TIBERIAS - Town on Western shore of the Sea of Galilee, on Lake Tiberias (where Jesus divided the loaves and fishes and walked on water; John 6). Founded in 2nd decade of 1st century AD and named after the emperor Tiberius, it became the chief center of rabbinic scholarship, where the Jerusalem Talmud was edited. The Massonite scholars in Tiberias introduced the "points" for vowels in Hebrew script. 

duplex - orig. U.S. A house or other building so divided that it forms two dwelling-places; also, a flat occupying two floors + duplex (l) - twofold, double.

devious - deviating or swerving from the straight way

Hanno - several Carthaginian soldiers, rulers. One was Hanno, the navigator (fl. 500 B.C.), who wrote an account of a voyage along the west coast of Africa. Inscribed on a tablet in the Phoenician tongue, it was hung in the temple of Melkarth; Hanno the Great: Carthaginian commander in First Punic War + hanno o non hanno (it) - they have or have not.

unbrookable - unendurable, unbearable + Brook, Charlotte (d. 1793) - authoress who published in 1789 ("with somewhat effusive apologies for leaving her pianoforte and needlepoint") Reliques of Irish Poetry;  The "reliques" are poems in the Irish character with translations in English verse, including poems about Cuchulain, Deirdre, Finn. 

script - Used attrib. of systems of shorthand which resemble longhand in general appearance and in the movements of the hand that are required.
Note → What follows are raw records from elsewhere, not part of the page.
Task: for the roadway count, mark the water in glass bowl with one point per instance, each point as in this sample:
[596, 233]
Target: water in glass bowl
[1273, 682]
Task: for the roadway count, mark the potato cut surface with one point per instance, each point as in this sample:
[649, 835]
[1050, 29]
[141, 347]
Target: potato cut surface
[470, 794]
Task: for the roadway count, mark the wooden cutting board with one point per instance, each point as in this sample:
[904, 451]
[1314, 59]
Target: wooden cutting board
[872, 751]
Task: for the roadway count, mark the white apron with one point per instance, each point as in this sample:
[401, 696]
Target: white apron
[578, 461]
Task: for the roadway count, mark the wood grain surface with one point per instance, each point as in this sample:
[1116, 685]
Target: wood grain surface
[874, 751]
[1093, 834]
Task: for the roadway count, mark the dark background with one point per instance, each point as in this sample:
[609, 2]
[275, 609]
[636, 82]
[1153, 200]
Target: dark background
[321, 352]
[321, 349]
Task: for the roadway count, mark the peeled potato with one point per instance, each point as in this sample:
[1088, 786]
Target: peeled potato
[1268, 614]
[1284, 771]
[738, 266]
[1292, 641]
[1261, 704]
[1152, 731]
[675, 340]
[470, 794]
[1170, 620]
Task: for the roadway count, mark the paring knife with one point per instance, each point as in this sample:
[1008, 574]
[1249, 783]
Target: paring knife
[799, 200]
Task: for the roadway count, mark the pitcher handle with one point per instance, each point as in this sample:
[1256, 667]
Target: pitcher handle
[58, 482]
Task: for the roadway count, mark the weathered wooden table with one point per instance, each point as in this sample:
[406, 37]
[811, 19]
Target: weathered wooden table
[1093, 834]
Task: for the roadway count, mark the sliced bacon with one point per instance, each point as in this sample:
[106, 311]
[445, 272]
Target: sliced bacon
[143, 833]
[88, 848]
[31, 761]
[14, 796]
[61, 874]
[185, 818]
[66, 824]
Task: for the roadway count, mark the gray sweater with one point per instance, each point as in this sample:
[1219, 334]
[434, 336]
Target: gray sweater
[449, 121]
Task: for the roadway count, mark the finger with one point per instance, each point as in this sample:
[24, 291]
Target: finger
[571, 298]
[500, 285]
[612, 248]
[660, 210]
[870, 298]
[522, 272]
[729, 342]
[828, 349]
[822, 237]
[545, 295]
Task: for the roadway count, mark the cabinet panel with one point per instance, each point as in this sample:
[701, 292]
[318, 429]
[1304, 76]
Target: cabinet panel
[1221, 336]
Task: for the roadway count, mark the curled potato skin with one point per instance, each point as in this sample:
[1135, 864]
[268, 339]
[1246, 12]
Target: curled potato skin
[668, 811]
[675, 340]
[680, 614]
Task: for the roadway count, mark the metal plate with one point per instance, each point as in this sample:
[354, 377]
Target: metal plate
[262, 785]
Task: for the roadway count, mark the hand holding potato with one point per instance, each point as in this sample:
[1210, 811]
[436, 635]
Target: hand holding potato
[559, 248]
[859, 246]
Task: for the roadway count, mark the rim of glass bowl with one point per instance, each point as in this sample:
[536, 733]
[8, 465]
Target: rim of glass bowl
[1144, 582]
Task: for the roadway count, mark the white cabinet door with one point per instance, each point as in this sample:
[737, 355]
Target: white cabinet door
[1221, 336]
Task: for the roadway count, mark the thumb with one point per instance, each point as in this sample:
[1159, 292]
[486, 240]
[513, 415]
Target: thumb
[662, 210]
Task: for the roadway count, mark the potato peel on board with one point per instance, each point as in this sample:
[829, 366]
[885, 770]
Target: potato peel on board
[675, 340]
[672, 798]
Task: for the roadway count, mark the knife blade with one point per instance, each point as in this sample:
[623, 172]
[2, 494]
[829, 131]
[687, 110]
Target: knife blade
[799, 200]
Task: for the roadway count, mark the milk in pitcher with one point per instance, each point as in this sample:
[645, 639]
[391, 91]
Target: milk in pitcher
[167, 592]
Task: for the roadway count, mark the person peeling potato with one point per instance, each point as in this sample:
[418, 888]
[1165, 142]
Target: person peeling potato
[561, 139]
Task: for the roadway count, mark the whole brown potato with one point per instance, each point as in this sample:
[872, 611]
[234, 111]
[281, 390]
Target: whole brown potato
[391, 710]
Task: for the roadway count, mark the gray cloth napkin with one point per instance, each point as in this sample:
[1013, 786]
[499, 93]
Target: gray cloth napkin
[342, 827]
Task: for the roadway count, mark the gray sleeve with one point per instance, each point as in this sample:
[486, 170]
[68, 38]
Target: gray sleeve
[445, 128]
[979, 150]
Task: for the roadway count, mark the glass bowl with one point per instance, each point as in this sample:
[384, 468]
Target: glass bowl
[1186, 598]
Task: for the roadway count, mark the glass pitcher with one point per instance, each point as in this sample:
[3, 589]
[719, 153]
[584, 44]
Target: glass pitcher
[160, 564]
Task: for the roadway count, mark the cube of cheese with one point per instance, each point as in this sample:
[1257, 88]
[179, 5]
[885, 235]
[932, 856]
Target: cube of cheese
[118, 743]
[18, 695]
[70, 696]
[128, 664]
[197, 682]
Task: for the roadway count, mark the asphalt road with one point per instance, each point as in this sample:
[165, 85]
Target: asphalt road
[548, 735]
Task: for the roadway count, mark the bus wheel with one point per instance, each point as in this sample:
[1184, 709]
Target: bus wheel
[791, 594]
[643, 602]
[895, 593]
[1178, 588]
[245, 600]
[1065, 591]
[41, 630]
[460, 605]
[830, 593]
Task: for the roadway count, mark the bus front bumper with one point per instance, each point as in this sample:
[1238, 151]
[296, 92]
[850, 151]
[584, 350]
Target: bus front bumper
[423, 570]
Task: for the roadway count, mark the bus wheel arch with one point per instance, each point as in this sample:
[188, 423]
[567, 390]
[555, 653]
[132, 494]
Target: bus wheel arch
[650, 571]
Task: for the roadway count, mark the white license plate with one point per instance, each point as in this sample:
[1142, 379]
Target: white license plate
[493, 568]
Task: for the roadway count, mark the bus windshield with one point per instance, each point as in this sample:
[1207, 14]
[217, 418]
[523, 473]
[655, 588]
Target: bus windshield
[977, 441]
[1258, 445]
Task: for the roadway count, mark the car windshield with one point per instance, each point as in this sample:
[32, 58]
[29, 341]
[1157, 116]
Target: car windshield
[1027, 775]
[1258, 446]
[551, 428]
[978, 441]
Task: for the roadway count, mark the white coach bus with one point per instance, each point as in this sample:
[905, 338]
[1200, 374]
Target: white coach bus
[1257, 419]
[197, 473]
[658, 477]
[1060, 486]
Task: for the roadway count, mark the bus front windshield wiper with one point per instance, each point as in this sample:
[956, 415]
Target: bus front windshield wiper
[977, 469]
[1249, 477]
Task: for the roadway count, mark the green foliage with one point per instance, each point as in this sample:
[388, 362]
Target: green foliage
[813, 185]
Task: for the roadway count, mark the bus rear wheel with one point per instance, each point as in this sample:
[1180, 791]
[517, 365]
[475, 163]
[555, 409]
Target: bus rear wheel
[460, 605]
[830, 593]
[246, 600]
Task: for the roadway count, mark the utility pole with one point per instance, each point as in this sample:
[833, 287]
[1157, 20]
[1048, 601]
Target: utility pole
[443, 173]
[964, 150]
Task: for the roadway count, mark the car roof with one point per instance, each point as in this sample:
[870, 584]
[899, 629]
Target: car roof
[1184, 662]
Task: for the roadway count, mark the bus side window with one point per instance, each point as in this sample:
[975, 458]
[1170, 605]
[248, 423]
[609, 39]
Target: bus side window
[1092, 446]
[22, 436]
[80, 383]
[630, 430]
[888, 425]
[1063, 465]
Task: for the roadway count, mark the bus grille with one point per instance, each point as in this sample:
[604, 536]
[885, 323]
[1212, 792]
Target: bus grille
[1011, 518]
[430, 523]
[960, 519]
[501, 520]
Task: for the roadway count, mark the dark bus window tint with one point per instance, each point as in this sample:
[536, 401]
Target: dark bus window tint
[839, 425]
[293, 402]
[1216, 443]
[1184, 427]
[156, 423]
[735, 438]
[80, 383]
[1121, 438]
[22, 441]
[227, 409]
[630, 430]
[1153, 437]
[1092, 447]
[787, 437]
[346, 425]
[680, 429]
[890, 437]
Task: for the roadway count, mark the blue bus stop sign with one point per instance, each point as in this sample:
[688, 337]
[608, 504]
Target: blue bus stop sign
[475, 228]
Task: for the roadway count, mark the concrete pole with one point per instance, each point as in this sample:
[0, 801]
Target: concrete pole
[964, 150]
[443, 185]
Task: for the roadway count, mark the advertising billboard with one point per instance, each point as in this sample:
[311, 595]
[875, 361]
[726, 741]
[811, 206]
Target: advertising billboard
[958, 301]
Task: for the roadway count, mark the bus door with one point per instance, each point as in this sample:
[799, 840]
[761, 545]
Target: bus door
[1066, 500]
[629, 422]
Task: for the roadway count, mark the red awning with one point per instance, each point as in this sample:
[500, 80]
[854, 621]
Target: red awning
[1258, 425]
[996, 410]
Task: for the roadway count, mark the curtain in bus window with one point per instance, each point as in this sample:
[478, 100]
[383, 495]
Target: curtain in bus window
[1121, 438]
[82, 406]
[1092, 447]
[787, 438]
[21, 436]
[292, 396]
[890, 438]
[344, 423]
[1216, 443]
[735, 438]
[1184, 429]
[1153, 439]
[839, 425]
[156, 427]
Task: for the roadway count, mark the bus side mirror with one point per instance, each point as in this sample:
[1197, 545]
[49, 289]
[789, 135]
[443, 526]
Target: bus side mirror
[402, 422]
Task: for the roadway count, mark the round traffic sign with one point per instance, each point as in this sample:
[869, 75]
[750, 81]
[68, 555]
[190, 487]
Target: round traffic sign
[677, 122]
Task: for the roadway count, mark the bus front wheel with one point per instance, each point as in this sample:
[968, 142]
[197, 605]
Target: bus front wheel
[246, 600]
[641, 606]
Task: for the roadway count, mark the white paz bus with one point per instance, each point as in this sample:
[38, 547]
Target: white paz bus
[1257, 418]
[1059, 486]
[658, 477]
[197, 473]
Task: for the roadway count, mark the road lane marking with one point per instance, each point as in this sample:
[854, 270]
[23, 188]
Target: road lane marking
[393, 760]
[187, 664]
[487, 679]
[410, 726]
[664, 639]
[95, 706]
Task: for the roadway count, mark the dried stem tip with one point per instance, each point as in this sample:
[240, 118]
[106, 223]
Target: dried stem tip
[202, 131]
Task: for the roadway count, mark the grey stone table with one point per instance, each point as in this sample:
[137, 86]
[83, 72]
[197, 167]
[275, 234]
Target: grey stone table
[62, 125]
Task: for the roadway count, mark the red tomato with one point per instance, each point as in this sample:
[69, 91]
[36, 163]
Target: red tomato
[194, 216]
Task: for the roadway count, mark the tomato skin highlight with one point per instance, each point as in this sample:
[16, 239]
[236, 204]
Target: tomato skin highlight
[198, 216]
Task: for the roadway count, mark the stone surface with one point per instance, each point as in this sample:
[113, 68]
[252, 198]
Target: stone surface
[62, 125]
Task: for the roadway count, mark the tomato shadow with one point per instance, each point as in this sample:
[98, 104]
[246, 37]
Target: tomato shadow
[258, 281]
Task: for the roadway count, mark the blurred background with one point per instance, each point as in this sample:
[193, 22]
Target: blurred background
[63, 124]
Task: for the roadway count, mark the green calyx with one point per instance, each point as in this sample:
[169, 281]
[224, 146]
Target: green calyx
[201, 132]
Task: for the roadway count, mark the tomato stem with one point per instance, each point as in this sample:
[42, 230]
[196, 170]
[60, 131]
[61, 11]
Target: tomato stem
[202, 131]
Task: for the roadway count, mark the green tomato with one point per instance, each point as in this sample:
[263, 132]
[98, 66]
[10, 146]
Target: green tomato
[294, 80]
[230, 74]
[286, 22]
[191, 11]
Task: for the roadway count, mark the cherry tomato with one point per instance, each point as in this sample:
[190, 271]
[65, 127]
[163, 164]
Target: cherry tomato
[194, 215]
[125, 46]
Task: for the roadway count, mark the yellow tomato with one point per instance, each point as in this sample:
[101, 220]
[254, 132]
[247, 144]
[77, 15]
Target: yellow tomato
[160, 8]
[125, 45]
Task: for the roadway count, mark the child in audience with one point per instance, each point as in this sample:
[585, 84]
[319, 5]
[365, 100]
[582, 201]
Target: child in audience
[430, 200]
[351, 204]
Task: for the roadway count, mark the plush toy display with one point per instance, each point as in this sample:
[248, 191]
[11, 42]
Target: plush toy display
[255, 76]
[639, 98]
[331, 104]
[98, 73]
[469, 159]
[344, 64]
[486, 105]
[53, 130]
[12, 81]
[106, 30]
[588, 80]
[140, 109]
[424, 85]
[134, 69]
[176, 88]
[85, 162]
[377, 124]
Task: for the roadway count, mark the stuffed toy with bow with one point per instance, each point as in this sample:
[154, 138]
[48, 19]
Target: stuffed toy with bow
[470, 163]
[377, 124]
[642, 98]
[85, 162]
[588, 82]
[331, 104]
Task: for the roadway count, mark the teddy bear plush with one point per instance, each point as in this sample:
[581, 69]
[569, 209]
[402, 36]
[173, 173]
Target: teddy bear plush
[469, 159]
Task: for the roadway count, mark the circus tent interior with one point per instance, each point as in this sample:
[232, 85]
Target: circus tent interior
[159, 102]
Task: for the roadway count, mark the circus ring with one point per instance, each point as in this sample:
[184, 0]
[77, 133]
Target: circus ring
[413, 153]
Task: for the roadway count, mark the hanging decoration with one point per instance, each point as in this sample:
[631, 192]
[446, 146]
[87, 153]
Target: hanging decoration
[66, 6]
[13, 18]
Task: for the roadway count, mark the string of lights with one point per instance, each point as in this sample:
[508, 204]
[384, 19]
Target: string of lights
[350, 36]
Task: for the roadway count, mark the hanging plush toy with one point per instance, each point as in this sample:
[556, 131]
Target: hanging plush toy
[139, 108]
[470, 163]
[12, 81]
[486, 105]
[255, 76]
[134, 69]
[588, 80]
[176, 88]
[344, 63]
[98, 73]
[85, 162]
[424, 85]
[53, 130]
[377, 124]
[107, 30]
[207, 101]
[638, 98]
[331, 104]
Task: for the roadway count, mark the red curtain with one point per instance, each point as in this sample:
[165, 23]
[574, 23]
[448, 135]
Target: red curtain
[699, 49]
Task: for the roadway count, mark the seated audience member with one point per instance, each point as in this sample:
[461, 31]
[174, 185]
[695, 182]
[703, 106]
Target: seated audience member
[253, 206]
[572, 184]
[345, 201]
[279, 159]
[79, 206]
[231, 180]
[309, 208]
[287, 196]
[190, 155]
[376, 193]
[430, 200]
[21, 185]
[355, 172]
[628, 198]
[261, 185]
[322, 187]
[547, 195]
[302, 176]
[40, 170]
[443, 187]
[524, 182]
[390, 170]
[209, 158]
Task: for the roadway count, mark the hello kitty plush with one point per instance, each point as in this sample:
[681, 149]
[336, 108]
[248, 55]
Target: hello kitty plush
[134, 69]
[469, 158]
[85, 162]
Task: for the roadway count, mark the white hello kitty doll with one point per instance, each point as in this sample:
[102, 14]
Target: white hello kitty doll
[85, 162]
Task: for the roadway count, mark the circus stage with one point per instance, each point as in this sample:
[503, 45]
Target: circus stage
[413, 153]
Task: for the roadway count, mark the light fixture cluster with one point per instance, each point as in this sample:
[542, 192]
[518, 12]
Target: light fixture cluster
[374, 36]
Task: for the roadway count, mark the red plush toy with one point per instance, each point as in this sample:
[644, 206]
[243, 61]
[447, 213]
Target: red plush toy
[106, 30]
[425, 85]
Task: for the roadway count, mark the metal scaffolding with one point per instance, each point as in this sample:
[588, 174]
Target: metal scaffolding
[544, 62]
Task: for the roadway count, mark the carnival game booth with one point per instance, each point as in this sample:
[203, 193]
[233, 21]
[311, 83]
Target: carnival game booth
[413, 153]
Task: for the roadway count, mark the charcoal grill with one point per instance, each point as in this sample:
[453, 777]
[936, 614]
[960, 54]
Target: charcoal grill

punctuation - the practice, art, method, or system of inserting points or 'stops' to aid the sense, in writing or printing; division of written or printed matter into sentences, clauses, etc. by means of points or stops + Sullivan, The Book of Kells 35: 'We find, as a fact, in the Book of Kells, many consecutive lines... where there is no trace of punctuation at all' + 'Penelope' chapter of 'Ulysses', has no punctuation.

verso - a left hand page + Joyce's note: 'recto/verso'

rush - a plant of the order Juncaceæ, having straight naked stems or stalks (used for burning; also ellipt., a rush-light) + rushlight (Slang) - liquor.

James Henry Breasted is generally acknowledged as a scholar of great merit, and a brilliant writer whose works had a great popular appeal; his A History of Egypt had been through eight printings by March, 1923. Joyce seems to have been more interested in another of Breasted's works, Development of Religion and Thought in Ancient Egypt (1912). In this book Breasted attempts to trace religious and intellectual progress from the earliest times to Christian days in Egypt. In a book which was considered "epoch making in its significance for the history of human thought" (Wilson, p. 141), he develops the thesis that the Mosaic ethical tradition originated thousands of years before Moses in the solar religion of Heliopolis. The importance of the book lies in its comparative treatment of the Mosaic tradition, hence the play on "book of Moses". The Judeo-Christian heritage is traced back to worship of the sun, "the world's oldest light" (Mark L. Troy - ''Mummeries of Resurrection'')

recto - a right side page

piquant - that stimulates keen interest or curiosity; pleasantly stimulating or disquieting [(notebook 1924): 'piquant fact'].